Introduction: Systemic lupus erythematosus (SLE) is a chronic autoimmune disease characterized by the production of autoantibodies to components of the cell nucleus. Antiphospholipid syndrome (APS) is the most common type of acquired thrombophilias. The diagnosis of APS should be made on the presence of the characteristic clinical manifestations of thrombosis/pregnancy morbidity and the presence persistently positive antiphospholipid antibodies [aPL] (anticardiolipin [aCL] IgM/IgG or anti-β2 glycoprotein I [anti-β2GPI] IgM/IgG), lupus anticoagulant [LA] or both. Aim of the Work: Clarifying the significance of anti-β2GPI of IgA isotype among Egyptian lupus patients with and without APS regarding clinical and laboratory features of both diseases. Patients and Methods: The study included 54 SLE patients. Twenty seven (50%) of those patients had no APS while the other half had secondary APS. Patients with other known causes of thrombophilia were excluded. Twenty seven apparently normal age and sex-matched Egyptian control persons were included. Patients were subjected to clinical assessment and routine laboratory tests. Both patients and controls were evaluated for the presence of lupus anticoagulant, anti-β2GPI of IgM, IgG and IgA isotype as well as aCL of IgM, IgG and IgA isotypes.

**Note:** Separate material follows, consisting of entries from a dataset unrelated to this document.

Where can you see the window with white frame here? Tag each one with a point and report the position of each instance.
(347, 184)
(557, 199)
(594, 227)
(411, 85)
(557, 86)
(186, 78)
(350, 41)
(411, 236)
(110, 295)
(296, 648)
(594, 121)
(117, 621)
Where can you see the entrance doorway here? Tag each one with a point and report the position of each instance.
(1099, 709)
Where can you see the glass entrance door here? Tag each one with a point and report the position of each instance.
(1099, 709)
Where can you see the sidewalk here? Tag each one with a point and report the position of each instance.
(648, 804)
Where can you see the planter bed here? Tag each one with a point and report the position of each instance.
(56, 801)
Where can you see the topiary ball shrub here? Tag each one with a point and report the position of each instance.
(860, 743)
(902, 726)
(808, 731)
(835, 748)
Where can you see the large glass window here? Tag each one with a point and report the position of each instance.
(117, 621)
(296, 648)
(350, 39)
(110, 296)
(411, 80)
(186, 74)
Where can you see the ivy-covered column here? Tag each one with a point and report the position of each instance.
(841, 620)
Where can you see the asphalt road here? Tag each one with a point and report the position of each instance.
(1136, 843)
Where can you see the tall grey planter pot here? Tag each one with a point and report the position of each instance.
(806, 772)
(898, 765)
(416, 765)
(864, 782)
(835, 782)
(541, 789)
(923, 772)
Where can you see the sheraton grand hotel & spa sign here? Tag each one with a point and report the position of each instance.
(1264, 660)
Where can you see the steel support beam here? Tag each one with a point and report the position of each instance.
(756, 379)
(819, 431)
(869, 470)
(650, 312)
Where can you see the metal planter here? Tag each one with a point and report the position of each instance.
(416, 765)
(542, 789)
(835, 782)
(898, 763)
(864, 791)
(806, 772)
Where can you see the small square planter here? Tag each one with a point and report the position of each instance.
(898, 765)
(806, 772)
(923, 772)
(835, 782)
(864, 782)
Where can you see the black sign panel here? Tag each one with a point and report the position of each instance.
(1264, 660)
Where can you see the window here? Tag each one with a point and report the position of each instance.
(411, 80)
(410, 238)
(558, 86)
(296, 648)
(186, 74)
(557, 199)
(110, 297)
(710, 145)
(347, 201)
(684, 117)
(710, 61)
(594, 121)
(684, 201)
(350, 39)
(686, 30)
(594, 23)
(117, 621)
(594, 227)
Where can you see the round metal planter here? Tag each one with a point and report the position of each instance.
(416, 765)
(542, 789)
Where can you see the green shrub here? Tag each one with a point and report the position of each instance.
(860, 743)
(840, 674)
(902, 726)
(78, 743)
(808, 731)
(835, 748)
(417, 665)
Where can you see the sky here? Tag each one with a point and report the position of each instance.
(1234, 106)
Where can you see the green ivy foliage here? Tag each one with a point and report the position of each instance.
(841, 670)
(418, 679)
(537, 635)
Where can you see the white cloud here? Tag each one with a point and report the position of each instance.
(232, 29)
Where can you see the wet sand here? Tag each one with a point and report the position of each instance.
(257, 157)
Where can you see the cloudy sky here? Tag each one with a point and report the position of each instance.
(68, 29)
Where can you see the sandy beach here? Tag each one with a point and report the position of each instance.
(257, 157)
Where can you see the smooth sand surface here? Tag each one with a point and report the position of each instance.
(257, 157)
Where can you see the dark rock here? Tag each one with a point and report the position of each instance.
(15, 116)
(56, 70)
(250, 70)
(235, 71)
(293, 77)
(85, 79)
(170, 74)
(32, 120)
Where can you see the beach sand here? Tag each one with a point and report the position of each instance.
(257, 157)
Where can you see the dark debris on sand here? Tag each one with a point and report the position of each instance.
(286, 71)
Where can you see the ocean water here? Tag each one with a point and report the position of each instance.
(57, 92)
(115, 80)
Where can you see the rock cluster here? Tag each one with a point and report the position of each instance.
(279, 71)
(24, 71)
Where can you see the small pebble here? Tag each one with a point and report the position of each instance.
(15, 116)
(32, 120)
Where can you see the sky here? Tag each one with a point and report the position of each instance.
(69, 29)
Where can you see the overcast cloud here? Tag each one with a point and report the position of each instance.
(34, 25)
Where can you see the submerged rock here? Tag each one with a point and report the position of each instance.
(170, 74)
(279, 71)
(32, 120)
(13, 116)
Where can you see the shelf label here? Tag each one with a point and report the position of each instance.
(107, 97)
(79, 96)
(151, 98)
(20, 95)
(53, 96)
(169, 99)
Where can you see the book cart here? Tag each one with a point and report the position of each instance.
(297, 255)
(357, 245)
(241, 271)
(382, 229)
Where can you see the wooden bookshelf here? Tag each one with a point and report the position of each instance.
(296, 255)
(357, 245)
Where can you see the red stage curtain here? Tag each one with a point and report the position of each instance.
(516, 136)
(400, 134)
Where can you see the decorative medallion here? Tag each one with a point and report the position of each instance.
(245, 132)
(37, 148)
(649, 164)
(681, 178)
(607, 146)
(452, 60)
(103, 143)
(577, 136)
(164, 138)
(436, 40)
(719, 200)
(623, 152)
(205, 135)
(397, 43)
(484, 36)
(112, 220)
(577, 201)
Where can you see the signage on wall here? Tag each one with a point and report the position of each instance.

Results: Dural sinus thrombosis and autoimmune thrombocytopenia were significantly more common in patients with positive anti -β2GPI IgA (p-value: 0.025 and 0.03 respectively). Conclusion: Anti -β2GPI of IgA isotype seems to contribute to the pathogenesis of thrombotic and non thrombotic manifestations of SLE and APS i.e. dural sinus thrombosis and autoimmune thrombocytopenia.